Alasan pengeroyokan yang dilakukan dua orang laki-laki itu karena pasien tidak segera sembuh setelah diberikan obat.
Bahkan, menurutnya ini bukan kali pertama ada penganiayaan terhadap tenaga medis di daerah. Untuk itu pihaknya meminta pelaku diproses secara hukum.
“Penganiayaan dalam motif apapun tidak dibenarkan. Dalam kasus ini, proses hukum harus terus dilanjutkan,” katanya.
“Saya, mendorong dalam proses tersebut pihak Kepolisian mengedepankan restorative justice yaitu suatu tanggapan kepada pelaku kejahatan untuk memulihkan kerugian dan memudahkan perdamaian antara para pihak,” imbuhnya.
Dirinya, meminta adanya perlindungan hukum bagi dokter dan tenaga kesehatan lain yang bekerja di daerah.

Sehingga menimbulkan rasa aman bagi yang akan atau sedang menjalankan kewajibannya.
“Kemenkes dan Pemda harus memberi perlindungan dan keselamatan kepada semua nakes yang bertugas. Terutama di daerah terpencil, perbatasan, pedalaman, atau kepulauan,” ungkapnya.
Ia, juga menegaskan kembali bahwa jika perlu, tidak hanya dilindungi, tapi pemerintah pusat dan daerah harus menangkal kejadian yang membahayakan tenaga kesehatan yang bertugas.

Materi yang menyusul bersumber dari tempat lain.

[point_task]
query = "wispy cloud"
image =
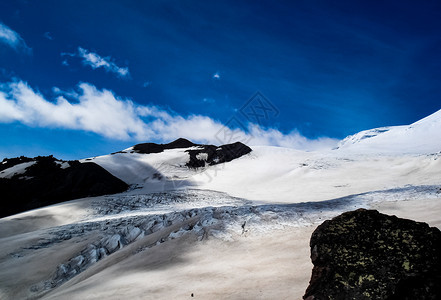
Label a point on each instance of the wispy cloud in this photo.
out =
(96, 61)
(48, 35)
(13, 39)
(102, 112)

“Kejadian di Puskesmas Panjar Bulan bukan yang pertama yang dialami oleh tenaga kesehatan yang mengabdi. Seperti contoh pada kasus sebelumnya yang menimpa dr Mawarti Susanti yang berpraktik di Nabire, Papua. Jika masalah seperti ini terus terjadi preseden buruk bagi penempatan dokter untuk pemerataan akses layanan kesehatan,” katanya.
Bahkan, Ia mengusulkan adanya kehadiran satpam di setiap fasilitas kesehatan. Sebab dengan adanya pengamanan ini tentunya dapat mengantisipasi kejadian buruk di ruang perawatan.

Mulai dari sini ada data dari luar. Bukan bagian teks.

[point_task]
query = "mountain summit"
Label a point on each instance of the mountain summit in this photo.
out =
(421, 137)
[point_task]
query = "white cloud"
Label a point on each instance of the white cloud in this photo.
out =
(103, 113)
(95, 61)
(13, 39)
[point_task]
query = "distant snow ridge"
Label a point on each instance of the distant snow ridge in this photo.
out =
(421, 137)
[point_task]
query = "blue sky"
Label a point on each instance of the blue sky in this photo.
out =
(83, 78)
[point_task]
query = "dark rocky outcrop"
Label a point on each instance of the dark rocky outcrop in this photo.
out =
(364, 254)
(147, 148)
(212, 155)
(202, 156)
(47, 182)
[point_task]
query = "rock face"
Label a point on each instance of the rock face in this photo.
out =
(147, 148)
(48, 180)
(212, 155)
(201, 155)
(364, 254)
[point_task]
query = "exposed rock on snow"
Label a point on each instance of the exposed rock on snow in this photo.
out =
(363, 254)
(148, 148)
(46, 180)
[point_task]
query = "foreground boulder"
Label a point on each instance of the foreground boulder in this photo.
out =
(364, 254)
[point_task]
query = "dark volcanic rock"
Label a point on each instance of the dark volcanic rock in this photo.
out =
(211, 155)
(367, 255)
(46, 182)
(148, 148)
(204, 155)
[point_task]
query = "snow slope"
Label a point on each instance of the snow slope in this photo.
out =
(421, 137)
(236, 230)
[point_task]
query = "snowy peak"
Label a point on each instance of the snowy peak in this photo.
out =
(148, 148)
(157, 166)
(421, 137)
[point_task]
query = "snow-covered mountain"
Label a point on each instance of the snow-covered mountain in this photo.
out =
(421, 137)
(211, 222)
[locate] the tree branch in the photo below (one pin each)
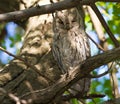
(49, 94)
(115, 41)
(50, 8)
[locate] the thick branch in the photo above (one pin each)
(47, 95)
(50, 8)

“Hal ini didasari ketentuan Pasal 27 ayat (1) UU no. 36 tahun 2009 tentang Kesehatan yang menyatakan tenaga Kesehatan berhak mendapatkan perlindungan hukum dalam melaksanakan tugasnya,” ujarnya.
Selain itu, Edy juga mengingatkan bahwa setiap tenaga kesehatan harus memiliki ketrampilan komunikasi.
Jangan sampai penjelasan kepada pasien dan keluarganya membuat pesan yang disampaikan tidak sampai.
“Penting bagi semua tenaga kesehatan menjaga komunikasi yang asertif dan terapeutik kepada setiap pasien,” jelasnya.
Menurutnya, kejadian di Lampung Barat ini bisa terjadi karena buruknya komunikasi tenaga kesehatan dengan keluarga pasien.
“Ingat! Meski dokter tidak menyembuhkan, tetapi setiap persoalan kesehatan pasien harus disampaikan kepada pasien secara bermartabat,” tegasnya.
Edy, pun juga menyoroti kurangnya kemampuan komunikasi antara dokter dengan pasien menjadi penyebab banyaknya pengaduan dugaan pelanggaran disiplin atau yang biasa masyarakat sebut dengan malpraktik.
Hal Ini karena masyarakat yang berharap kepada dokter untuk kembali menyehatkannya.
“Lembaga pendidikan kedokteran maupun organisasi profesi sebaiknya membekali kemampuan komunikasi pada calon dokter maupun yang sudah praktik,” terangnya.
Terakhir, dirinya pun mengingatkan pola komunikasi yang baik ini sejalan dengan Pasal 8 UU 36/2009 tentang Kesehatan yang menyatakan setiap orang berhak memperoleh informasi tentang data kesehatan dirinya, termasuk tindakan dan pengobatan yang telah maupun akan diterimanya.